The US government is stepping up its crackdown on TikTok

The Biden administration is stepping up its crackdown on TikTok, threatening a US ban on the world’s most popular app unless the company divests from its Chinese ownership.

Public concerns over the current administration’s hit app have grown significantly in recent days. The Wall Street Journal reported this week that the US government is again trying to separate the app from its Chinese owners by pushing the sale through the Committee on Foreign Investment in the US (CFIUS).

TikTok pushed back against the White House’s new demand, arguing that the proposed solution would not address the US government’s concerns. TikTok has argued that the company’s own unusual gesture of self-regulation — undergoing an audit by US-based tech giant Oracle, among other measures — will offer more resolution.

“If the goal is to protect national security, then the administration does not solve the problem. the change in ownership will not impose any new restrictions on data flows or access,” TikTok spokesperson Maureen Shanahan told TechCrunch. “The best way to address national security concerns is through transparent, U.S.-centric protections for U.S. users’ data and systems, and the robust third-party monitoring, verification and inspection we already have in place.”

That plan, known as Project Texas, is part of an ongoing TikTok charm offensive in the US that seeks to portray the company’s US operations as transparent and accountable. The campaign includes about $1.5 billion in infrastructure spending and corporate restructuring to build a wall between the company’s U.S. business and the Chinese.

In an interview with the Journal, TikTok CEO Zhou Ziqiu argued that the Texas project would put US data beyond the reach of the Chinese government. He declined to answer whether the founders of TikTok’s parent company, ByteDance, would be open to opting out of the sale.

“I welcome input on what other risk is not addressed by this,” Chu said in an interview. “So far I haven’t heard anything that can’t really be solved with that.”

The TikTok national security saga began during the Trump administration. Threats from the Trump White House against the company eventually ended up forcing TikTok to sell its US operations to Oracle in late 2020. At the time, TikTok also rejected a buyout offer from Microsoft, but ultimately didn’t sell to Oracle either.
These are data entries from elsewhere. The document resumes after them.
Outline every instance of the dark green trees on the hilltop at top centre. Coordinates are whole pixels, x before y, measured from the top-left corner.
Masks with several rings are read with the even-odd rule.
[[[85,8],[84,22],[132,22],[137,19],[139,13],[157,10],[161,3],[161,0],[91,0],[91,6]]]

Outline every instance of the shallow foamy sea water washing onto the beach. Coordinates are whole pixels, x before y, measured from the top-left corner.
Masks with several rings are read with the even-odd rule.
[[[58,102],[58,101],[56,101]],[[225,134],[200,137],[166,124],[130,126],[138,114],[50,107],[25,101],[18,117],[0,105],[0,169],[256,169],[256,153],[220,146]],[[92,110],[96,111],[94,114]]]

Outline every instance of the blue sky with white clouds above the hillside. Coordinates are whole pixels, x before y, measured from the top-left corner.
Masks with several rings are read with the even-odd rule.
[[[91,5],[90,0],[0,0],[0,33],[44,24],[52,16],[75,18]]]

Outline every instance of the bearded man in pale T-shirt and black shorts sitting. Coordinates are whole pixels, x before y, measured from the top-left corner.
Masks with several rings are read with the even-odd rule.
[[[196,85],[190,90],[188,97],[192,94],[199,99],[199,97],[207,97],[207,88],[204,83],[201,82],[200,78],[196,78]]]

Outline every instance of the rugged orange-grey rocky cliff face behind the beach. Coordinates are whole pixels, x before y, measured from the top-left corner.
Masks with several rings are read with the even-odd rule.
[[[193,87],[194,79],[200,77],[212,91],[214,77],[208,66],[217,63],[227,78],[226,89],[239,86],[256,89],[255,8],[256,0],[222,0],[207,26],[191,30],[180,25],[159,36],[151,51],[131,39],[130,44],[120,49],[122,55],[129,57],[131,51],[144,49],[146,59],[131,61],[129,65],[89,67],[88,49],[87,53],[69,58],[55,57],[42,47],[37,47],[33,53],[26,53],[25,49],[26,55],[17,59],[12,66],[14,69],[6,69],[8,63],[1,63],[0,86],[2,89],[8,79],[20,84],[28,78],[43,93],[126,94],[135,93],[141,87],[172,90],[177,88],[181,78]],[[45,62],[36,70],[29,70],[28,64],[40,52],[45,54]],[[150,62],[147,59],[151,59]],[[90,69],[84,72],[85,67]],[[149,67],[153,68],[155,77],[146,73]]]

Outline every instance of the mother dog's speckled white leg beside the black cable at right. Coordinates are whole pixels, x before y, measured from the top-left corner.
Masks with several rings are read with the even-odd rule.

The deal was delayed indefinitely when Biden took office the following year amid shifting White House priorities and successful court challenges by TikTok parent company ByteDance.

TikTok’s strange relationship with Oracle took a new turn last year, with the company moving US-based user data to Oracle’s internal servers. Around the same time, an explosive BuzzFeed story documented internal TikTok discussions in which Chinese employees admitted to having open access to American user data, contrary to the company’s assurances.
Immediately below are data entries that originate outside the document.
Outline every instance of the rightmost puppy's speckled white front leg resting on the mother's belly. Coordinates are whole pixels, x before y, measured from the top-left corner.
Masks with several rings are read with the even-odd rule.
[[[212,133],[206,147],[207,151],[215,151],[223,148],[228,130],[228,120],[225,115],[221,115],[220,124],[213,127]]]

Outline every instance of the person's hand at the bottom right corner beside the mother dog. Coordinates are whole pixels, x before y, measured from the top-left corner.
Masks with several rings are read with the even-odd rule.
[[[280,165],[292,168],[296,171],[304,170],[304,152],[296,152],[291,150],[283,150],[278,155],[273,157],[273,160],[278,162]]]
Since then, the Biden administration has expressed concern about the Chinese hacking app, which has taken the world by storm and ousted US-based social media executives.

On Thursday, Emily Baker-White, who has published a series of cover stories about TikTok and national security concerns, reported that the FBI and the Justice Department are both investigating the company over concerns about surveillance of American journalists. On Thursday, the UK also announced a ban on TikTok for government devices, a move the US government had previously implemented. In recent months, some U.S.-based colleges have also followed suit, complying with guidelines issued by state-level executive orders restricting the app.

During a recent Senate intelligence hearing, FBI Director Chris Wray raised his agency’s concerns about the app and its ties to an authoritarian state that has increasingly hostile relations with the U.S. Wray confirmed his belief that the Chinese government could compel TikTok’s U.S. operation. hand it over. software controls that affect millions of Americans. If that were to happen, Ray argued, there might not be “outward signs” that the app was compromised at all.

“Something very sacred in our country, the distinction between the private sector and the public sector, that’s a line that doesn’t exist in the way the CCP operates,” Ray said.

The timing of the Biden administration’s new effort to raise awareness about TikTok is perhaps no coincidence. Next week, TikTok CEO Zhou Zichu will testify before the House Energy and Commerce Committee, the executive’s first time in Congress. The hearing, scheduled for March 23, will examine TikTok’s “consumer privacy and data security practices, the platform’s impact on children and its relationship with the Chinese Communist Party,” according to the now Republican-led committee.

“Americans deserve to know how these actions affect their privacy and data security, and what steps TikTok is taking to protect our children from online and offline harm,” said Committee Chair Cathy McMorris Rogers.